📜 ⬆️ ⬇️

Comparison of solutions for balancing high-load systems

Once again, we publish transcripts of speeches from the HighLoad ++ conference, which was held in Skolkovo near Moscow on November 7—8, 2016. Today, Evgeny Piven introduces us to balancing solutions in the clouds.



My name is Zhenya, I work for IPONWEB. Today we will talk about the development of our solutions in balancing high-load systems.
')
First, I will go over the concepts with which I will operate. Let's start with what we do: RTB, Real Time Bidding - the display of advertising with the auction in real time. A very simplified diagram of what happens when you visit the site:



In order to show advertisements, a request is sent to the RTB server, which requests their bids from the ad servers and then decides which ad to show you.

IPONWEB Features


We have all the infrastructure in the clouds. We are very active in using Amazon and GCE, we have several thousand servers. The main reason why we live completely in the clouds is scalability, that is, we really often need to add / remove instances, sometimes a lot.

We have millions of requests per second, all these HTTP requests. This may not be fully applicable to other protocols. We have very short answers. Maybe not, I think, on average, from one to several kilobytes of responses. We do not operate with any large volumes of information, just a very large number of them.

For us, caching is not relevant. We do not support CDN. If our clients need CDN, then they themselves are engaged in these solutions. We have very strong daily and event fluctuations. They manifest themselves during holidays, sporting events, some seasonal discounts, etc. Daily allowances can be seen well on this schedule:



The red graph is the usual standard graph in a European country, and the blue graph is Japan. On this graph, we see that every day at about twelve we have a sharp jump, and at about an hour the traffic drops sharply. This is due to the fact that people go to lunch, and as very decent Japanese citizens, they use the Internet actively most at lunch. This is very well seen on this graph.

We have a wide range of users around the world. This is the second big reason why we use clouds. It is very important for us to respond quickly, and if the servers are located in some other regions from users, then this is often unacceptable for RTB realities.

And we have a clear distinction between server and user traffic. Let us return to the scheme that I showed on the first slide. For simplicity, all that comes from the user to the primary RTB server is user traffic, all that happens behind it is server traffic.



Why balance?


The two main reasons are the scalability and availability of services .

Scalability is when we add new servers, when we are from one server that can no longer cope, we grow to at least two, and between them we must somehow scatter requests. Availability is when we are afraid that something will happen to this one server. Again, you need to add a second one in order to somehow balance all of this and distribute requests only to those servers that can answer them.

What else is often required from balancers? These functions, of course, for the purposes of each application may be different. For us, SSL Offload is most relevant. How it works is shown here.



From the user to the balancer, there is traffic that is encrypted. The balancer decrypts it, scatters already decrypted HTTP traffic on the backends. Then the balancer back encrypts it and sends it back to the user in encrypted form.

Such a thing as Sticky balancing, which is often called session affinity, is also very important to us.



Why is this important for us? When we see several advertising slots on a page, we want all requests to come immediately to one backend when opening this page. Why is it important? There is a feature like roadblock. It means that if we showed a banner in one of the slots, for example, Pepsi, then in the other we cannot show the banner of the same Pepsi or Coca-Cola, because these are conflicting banners.

We need to understand which banners we are currently showing to the user. When balancing, we need to make sure that the user has come to one backend. On this backend we create a kind of session, and we understand exactly what advertisements can be shown to this user.

We also have Fallback.

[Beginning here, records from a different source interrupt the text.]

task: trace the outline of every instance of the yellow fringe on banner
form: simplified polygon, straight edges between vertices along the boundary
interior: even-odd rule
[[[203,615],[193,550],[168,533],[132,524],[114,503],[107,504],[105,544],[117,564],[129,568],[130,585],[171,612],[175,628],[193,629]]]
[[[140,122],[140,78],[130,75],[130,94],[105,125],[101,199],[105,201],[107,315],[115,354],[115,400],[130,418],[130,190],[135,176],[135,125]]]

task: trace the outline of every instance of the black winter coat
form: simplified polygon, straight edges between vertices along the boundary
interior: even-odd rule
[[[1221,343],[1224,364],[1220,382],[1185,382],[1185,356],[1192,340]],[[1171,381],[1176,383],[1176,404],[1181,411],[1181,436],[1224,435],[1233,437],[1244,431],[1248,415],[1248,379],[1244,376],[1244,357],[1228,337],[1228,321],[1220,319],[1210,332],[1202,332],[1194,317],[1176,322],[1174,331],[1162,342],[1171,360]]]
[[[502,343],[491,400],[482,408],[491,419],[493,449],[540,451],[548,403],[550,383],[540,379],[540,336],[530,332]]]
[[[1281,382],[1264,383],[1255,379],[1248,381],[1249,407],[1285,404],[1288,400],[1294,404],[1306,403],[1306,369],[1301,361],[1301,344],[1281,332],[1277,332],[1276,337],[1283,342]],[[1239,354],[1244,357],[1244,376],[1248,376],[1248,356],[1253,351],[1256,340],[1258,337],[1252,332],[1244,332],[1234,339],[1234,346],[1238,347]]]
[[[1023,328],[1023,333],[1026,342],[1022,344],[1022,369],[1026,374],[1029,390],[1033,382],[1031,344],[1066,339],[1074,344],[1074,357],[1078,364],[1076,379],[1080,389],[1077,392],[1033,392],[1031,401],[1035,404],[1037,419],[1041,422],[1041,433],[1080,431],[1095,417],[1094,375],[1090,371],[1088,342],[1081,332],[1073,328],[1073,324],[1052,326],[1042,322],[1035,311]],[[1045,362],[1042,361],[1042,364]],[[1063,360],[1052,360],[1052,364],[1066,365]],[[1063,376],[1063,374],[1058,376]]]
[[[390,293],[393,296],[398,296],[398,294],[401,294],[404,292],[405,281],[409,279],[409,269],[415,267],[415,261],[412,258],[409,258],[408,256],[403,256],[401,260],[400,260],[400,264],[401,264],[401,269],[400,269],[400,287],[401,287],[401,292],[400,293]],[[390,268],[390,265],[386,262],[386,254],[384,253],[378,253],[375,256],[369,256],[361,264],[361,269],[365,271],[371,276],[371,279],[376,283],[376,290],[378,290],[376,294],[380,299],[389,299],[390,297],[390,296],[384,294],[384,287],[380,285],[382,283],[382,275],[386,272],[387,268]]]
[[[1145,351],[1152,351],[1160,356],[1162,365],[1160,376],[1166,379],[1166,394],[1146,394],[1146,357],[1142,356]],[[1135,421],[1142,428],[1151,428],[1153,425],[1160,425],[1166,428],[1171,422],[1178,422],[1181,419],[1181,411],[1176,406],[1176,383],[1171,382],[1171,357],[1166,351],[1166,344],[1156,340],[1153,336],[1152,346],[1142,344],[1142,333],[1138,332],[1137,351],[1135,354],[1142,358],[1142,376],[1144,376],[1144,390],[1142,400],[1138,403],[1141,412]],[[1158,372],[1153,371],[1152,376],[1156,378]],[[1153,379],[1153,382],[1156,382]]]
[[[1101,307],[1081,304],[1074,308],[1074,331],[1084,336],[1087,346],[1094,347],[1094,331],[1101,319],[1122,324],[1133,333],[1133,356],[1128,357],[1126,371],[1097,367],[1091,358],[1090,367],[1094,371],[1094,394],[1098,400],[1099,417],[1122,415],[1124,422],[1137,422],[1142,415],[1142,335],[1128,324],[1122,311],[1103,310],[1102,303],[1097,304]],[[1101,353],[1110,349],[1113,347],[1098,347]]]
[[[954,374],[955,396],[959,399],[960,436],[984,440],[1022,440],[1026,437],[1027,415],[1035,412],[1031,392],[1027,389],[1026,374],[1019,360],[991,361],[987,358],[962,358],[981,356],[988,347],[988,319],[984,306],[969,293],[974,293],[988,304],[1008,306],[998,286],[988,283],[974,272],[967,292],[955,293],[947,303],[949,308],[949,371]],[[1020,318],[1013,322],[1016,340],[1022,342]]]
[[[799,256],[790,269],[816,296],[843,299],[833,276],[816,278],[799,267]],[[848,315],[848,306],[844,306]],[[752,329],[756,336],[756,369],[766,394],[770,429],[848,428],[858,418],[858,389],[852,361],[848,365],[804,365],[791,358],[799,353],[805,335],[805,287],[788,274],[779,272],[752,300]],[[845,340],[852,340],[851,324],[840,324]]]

On the example above, a banner is visible, on which it does not work, and on the right - a banner on which it works.



Fallback is a situation where, for some reason, the backend does not cope, and in order not to break a page for a user, we usually give him a completely empty pixel. Here I drew it with a large green rectangle for understanding, but in fact it’s usually just a little gif, two hundredth HTTP Response and the right set of headers so that we don’t have anything in the layout to break.

So we have a normal balancing.



The blue bold line is the sum of all requests. These small lines, many, many, are requests for each instance. As we can see, the balancing is quite good here: almost all of them go almost equally, merging into one line.

This is the smoker's balancing. Here something went wrong.



The problem is on the Amazon side. Similar, by the way, happened quite recently, literally two weeks ago. From Amazon balancers traffic began to come in this form.

It is worth saying that metrics are good. Here, Amazon still does not believe us that something bad is happening. They only see this general graph, in which only the sum of requests is visible, but it is not clear how many requests are received by instances. We are still struggling with them, we are trying to prove to them that something is wrong with their balancer.

DNS balancing


So, I will tell about balancing on the example of one of our projects. Let's start from the very beginning. The project was young, we are about the beginning of this project.



Most of the traffic in this project is server-side. Feature of working with server traffic: we can easily solve some problems. If we have specificity with one of our clients, then we can somehow agree with him so that they change something at their end, somehow update their systems, do something else so that we can work better with them. You can select them in a separate pool: we can simply take one client who has a problem, tie him to another pool and solve the problem locally. Or, in very difficult cases, you can even ban it.

The first thing we began to use was the usual DNS balancing.



We use Round-robin DNS pools.



Each time a DNS request is made, the pool is rotated and a new IP address is placed on top. Thus balancing works.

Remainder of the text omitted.